Reposted from last Mother’s Day.
Happy Mom’s Day to all the Mothers, and Grandmothers of the world!

As Mother’s Day is folded and tucked away like a treasured quilt, it is hard for me to imagine a more blessed weekend. I had the good fortune of engaging in a day of celebration with each of my mothers.

The mothers in my life wear labels cast upon them by society and the process that brought them to, and removed them from, my life. They are my birth mother and adoptive mother.  No matter what the labels, they reside in my heart with an enormity so wondrous that at times I feel it will burst.mom

While some take the existence of a maternal figure for granted, I count both of my mothers as blessings hard won, and hard kept. I was born into a world that was not ready, and in her desperate need to see me well, my birth mother made a tortured exit from the hospital with empty arms.
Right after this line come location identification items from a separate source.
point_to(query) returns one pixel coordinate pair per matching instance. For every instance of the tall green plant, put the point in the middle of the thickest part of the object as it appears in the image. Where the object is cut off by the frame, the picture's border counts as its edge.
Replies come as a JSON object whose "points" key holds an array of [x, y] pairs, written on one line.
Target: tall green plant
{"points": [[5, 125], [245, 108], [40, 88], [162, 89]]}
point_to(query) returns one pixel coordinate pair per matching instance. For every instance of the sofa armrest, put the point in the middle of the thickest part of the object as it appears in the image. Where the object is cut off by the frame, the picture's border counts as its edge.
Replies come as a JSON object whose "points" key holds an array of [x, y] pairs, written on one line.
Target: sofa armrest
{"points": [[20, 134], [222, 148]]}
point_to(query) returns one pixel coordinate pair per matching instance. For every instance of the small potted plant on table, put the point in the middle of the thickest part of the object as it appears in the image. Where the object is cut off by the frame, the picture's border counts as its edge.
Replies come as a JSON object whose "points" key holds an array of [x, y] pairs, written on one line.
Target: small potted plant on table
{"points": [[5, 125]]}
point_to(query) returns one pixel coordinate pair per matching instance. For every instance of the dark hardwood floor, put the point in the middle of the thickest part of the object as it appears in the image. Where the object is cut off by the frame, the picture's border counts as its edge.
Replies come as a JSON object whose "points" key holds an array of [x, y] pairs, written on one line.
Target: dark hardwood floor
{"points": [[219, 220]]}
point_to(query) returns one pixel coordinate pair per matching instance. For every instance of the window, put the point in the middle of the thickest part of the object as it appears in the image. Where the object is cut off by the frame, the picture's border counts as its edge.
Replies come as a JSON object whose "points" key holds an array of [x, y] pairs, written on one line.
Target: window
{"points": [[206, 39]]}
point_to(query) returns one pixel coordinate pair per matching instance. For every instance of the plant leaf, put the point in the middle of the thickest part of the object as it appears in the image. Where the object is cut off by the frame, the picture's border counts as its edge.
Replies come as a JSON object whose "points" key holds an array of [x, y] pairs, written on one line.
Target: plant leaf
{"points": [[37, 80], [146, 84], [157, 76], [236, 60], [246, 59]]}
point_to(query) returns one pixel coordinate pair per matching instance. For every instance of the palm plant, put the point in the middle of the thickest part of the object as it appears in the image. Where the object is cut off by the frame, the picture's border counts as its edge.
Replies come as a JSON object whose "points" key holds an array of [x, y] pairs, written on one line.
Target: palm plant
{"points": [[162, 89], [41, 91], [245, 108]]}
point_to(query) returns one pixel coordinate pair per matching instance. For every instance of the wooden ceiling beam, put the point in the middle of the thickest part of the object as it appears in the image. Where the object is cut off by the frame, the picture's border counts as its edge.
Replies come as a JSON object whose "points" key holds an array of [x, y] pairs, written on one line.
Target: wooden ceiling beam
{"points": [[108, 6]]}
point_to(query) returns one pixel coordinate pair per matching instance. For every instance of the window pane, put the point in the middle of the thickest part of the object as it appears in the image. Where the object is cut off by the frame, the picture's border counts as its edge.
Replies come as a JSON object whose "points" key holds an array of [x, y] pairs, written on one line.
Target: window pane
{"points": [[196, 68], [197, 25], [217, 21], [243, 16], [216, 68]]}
After foster care, I was placed for adoption seven months later. While my adoptive family was not the safe haven my birth mother envisioned, my home was survivable because of the heartfelt love of a woman who never once questioned her role as my caregiver. She lifted me from the crib at the adoption agency and never looked back. In sickness, in health, in torture, in want, in love, she became my mother.Nana

During the seven-year search for my birth mother, I was not looking for a replacement mother. I wanted roots, a face and name to stitch myself too. I was never content to just be. I felt an existential craving to know the place from which I came. I could not move on in life without a biological connection, without touching the face of the woman on whose belly I rested after being born.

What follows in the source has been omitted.